La maturazione della placca dipende dalla crescita e dalla moltiplicazione batterica. La maggior parte dei batteri, infatti, non sopravvive come entità unicellulare indipendente, ma come biofilm, ossia una pellicola costituita da una matrice di polimeri.
Il biofilm si comporta come un microambiente particolare all’interno del quale i batteri hanno caratteristiche e ruoli differenti: alcuni, i primi a depositarsi in ordine di tempo, sono dotati di particolari componenti, che consentono l’adesione alla superficie del dente; altri invece hanno bisogno di tempi più lunghi per depositarsi e sono quindi subordinati, nell’adesione, alla presenza di altri ceppi già insediati.
Una volta inglobati nel biofilm, i batteri si organizzano per distribuire le varie attività metaboliche tra i differenti membri del biofilm stesso. Alcune condizioni ambientali particolari, quali l’assenza di ossigeno, inducono una modifica nella composizione del biofilm, con proliferazione di ceppi batterici patogeni.
La placca batterica può andare incontro a calcificazione per precipitazione di sali di calcio e fosfati presenti nella saliva, creando sulle superfici dei denti un deposito duro, chiamato tartaro. Il tartaro, chiamato anche calcolo dentale, è formato dall’insieme dei depositi minerali che si annidano intorno al dente. Nello specifico, il tartaro è composto per il 70-80% da sali inorganici, in prevalenza calcio, ma anche fosforo, sodio, manganese, carbonato e fluoruro. Il tartaro si forma sia in sede sopra-gengivale che sotto-gengivale. La composizione chimica ed il pH (ovvero il grado di acidità) della saliva sono i principali fattori alla base della formazione del tartaro dentale, in quanto ne possono condizionare la quantità, la velocità di formazione e la sua composizione.
Il tartaro crea una superficie ruvida che favorisce l’accumulo di placca batterica.

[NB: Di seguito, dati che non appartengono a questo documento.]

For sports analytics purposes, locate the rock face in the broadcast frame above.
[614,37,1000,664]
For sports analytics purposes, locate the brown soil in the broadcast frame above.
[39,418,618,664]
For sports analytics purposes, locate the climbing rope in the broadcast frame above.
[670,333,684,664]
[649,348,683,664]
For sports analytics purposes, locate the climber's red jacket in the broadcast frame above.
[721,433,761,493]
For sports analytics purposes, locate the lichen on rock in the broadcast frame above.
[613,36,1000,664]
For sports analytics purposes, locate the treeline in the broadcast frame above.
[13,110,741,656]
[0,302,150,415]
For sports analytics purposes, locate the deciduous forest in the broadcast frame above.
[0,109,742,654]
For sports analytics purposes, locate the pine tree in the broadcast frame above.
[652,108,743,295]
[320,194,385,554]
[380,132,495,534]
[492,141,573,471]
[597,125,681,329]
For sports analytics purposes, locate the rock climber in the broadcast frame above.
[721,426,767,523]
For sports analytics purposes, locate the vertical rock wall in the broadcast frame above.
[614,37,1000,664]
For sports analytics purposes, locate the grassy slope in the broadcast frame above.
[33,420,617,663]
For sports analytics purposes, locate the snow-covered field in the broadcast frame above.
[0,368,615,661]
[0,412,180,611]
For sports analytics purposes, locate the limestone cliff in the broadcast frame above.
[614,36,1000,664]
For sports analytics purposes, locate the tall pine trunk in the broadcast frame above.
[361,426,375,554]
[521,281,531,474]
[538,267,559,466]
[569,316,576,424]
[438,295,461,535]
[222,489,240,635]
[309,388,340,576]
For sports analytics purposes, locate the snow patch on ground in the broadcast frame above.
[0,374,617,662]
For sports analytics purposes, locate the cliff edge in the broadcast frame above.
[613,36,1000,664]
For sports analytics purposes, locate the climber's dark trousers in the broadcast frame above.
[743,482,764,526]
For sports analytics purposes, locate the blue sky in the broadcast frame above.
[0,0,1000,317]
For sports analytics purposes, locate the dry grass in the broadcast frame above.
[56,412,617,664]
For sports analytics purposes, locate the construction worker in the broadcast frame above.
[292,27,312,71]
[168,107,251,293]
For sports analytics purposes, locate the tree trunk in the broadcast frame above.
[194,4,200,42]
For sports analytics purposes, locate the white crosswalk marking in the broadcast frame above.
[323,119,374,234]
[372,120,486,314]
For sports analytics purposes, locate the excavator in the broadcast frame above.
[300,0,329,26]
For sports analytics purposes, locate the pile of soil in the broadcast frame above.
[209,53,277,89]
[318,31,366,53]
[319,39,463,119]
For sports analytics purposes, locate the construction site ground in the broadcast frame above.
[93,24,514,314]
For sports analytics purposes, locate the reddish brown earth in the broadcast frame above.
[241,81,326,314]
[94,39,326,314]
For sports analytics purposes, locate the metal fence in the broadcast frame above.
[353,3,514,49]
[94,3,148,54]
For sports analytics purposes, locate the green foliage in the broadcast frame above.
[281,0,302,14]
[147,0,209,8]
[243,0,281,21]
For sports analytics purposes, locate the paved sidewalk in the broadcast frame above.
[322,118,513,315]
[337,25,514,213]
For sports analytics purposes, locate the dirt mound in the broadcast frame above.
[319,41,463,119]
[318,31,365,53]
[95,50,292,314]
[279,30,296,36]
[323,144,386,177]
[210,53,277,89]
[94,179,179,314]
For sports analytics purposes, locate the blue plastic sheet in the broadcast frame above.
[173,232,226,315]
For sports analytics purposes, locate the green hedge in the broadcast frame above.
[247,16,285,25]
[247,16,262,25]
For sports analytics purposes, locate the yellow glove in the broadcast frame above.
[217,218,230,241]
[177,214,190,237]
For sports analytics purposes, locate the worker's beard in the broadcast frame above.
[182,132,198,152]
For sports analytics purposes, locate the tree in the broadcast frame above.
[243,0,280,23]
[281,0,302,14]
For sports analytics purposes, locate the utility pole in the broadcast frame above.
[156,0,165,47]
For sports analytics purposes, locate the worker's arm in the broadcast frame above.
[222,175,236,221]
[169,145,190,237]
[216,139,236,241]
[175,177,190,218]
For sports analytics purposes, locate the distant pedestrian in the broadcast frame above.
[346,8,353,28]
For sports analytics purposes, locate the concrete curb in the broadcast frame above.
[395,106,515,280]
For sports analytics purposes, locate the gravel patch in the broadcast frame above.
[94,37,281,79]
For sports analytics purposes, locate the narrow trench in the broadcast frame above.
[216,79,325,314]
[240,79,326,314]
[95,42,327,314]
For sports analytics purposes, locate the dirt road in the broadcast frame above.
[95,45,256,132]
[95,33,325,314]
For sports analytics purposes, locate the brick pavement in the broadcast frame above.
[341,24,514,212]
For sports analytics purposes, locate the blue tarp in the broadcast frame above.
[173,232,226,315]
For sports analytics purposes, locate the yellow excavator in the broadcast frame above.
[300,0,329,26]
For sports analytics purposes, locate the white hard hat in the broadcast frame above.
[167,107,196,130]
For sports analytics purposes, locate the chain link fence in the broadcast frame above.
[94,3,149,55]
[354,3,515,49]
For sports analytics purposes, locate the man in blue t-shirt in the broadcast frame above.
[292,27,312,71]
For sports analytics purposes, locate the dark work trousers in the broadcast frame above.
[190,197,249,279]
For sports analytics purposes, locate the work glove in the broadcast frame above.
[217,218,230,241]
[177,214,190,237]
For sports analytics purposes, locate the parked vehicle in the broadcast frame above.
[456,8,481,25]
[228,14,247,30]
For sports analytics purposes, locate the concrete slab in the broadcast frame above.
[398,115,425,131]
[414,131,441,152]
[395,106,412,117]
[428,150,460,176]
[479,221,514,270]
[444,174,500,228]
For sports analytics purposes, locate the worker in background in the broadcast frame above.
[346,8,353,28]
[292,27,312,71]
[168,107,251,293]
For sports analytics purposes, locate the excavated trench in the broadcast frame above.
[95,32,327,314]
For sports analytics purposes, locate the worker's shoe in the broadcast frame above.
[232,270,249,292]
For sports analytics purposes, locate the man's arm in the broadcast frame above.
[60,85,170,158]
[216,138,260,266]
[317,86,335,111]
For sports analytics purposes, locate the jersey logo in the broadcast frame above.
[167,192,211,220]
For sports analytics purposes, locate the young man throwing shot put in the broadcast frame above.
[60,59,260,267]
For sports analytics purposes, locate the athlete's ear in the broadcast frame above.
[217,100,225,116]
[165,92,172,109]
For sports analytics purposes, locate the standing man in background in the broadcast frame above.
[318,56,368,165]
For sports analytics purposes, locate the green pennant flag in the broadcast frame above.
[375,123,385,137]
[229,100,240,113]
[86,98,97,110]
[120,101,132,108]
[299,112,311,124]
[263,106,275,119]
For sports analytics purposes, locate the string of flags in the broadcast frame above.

- Perché la placca dentale è dannosa?
La placca dentale è il fattore principale di gengivite e parodontite, oltre che della carie. Pertanto, la pulizia accurata dei denti è fondamentale per prevenire sia la carie che l’infiammazione dei tessuti che circondano i denti. I batteri utilizzano le sostanze presenti nei residui alimentari che restano nella bocca contenuti nella placca e, come prodotti del loro metabolismo, rilasciano tossine che sono la causa principale dell’infiammazione dei tessuti parodontali. Se l’infiammazione si estende più in profondità, le fibre che mantengono il dente attaccato alla gengiva e all’osso vengono distrutte, con la formazione di uno spazio, chiamato tasca parodontale. La tasca parodontale, una volta formatasi, favorisce l’ulteriore accumulo di placca al suo interno e crea le condizioni ideali, in assenza di ossigeno, per le specie batteriche più aggressive e dannose, con conseguente ulteriore progressione dell’infiammazione e della malattia. La placca batterica, quindi, va rimossa regolarmente e completamente da tutte le superfici della bocca (denti, gengive, dorso della lingua)!
- Come rimuovere la placca batterica?
La rimozione della placca avviene mediante detersione meccanica, con lo spazzolino, il filo interdentale, lo spazzolino interprossimale (o scovolino). Lo spazzolino elettrico appare essere più efficace di quello manuale. Parimenti si tende a consigliare lo scovolino in quanto più efficace del filo interdentale.Le istruzioni sull’impiego dei diversi strumenti e delle tecniche di spazzolamento più appropriate devono essere impartite dal dentista o dall’igienista dentale e personalizzate da paziente a paziente. È essere necessario eseguire periodicamente delle sedute di igiene orale professionale per integrare l’igiene orale domiciliare. La placca dentale, una volta indurita con la formazione di depositi di tartaro, può essere rimossa in maniera completa solo dal dentista o dall’igienista, mediante strumenti manuali o ad ultrasuoni.